Knowing more about Vatican Council One, the Old Catholic schism makes no sense to me. Are you telling me these people thought that declaring the Pope infallible when speaking EX CATHEDRA, which he only did ONCE in the entire 19th century, was to give the Pope too much power? Now that is liberal! No wonder they have gone beyond even Vatican II in liberalism in our time, with women priests and the acceptance of artificial birth control.
Didn't everybody always believe the Pope was infallible when speaking ex cathedra anyway? Didn't pretty much everybody believe much more than that, that the Pope is infallible when speaking in an encyclical on faith and morals? Why would Honorius be lambasted as a heretic for a sin of omission in a LETTER if the standards of the papacy are so incredibly lax that we only have to listen to him when he's speaking ex cathedra? The idea that lots of trads have, that the Pope is only infallible when speaking ex cathedra, which they erroneously but understandably believe was taught by Vatican One, does not square with what has always been believed by Catholics everywhere.

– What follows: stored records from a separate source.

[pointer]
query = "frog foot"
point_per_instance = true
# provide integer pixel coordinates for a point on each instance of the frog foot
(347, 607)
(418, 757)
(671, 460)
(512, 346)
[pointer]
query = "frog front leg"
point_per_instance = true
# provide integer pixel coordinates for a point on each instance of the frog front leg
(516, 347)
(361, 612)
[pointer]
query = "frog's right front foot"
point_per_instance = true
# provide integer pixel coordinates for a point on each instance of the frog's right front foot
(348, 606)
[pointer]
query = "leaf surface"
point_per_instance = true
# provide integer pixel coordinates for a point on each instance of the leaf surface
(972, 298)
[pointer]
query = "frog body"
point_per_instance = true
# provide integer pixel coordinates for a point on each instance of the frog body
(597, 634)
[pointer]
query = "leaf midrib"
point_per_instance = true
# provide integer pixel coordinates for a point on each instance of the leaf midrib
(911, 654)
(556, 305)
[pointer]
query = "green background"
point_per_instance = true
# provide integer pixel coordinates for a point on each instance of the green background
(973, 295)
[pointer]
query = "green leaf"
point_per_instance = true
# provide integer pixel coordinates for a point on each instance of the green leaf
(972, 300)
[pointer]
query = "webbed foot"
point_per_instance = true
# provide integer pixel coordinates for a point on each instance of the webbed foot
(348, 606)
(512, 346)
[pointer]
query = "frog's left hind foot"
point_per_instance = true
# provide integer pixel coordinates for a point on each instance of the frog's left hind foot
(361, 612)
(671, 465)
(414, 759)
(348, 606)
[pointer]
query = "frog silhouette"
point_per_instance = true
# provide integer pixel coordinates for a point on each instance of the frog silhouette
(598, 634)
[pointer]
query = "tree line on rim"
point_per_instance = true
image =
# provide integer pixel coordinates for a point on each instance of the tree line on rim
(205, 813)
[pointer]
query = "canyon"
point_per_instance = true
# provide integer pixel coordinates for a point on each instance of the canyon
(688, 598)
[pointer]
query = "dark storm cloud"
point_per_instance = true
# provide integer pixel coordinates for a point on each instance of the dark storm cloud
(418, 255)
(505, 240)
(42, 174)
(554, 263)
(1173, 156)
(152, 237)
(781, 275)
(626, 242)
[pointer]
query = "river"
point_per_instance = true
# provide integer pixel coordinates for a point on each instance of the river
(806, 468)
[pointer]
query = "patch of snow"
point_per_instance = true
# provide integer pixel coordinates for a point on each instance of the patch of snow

Even SSPX agrees with me here. I just found this from Si Si No No:
"The Dictionnaire de Théologie Catholique [hereafter referred to as DTC - Ed.] under the heading of "papal infallibility" makes the following distinctions: 1) there is the "infallible or ex cathedra papal definition in the sense defined by Vatican I" (col.1699); 2) there is the "infallible papal teaching which flows from the pope's Ordinary Magisterium" (col.1705); 3) there is "non-infallible papal teaching" (col.1709).
http://www.sspxasia.com/Docuмents/SiSiNoNo/2002_January/Popes_Infallible_Magisterium.htm
The infallible and non-infallible papal teachings are easily separated, and I did so above. He is infallible WHENEVER he teaches on faith and morals; fallible whenever he gives his opinions about society, about another person, what have you. An example of the former type of infallible teaching would be "Catholics and Protestants substantially agree on justification." This has the note of infallibility, because it is proposing a matter of faith to be consented to by the faithful, yet is false and cannot be promoted by a true Pope. On the other hand, an example of a fallible teaching would be "We believe that St. Thomas Aquinas, the Angelic Doctor, never set a foot wrong in his teachings." That is opinion.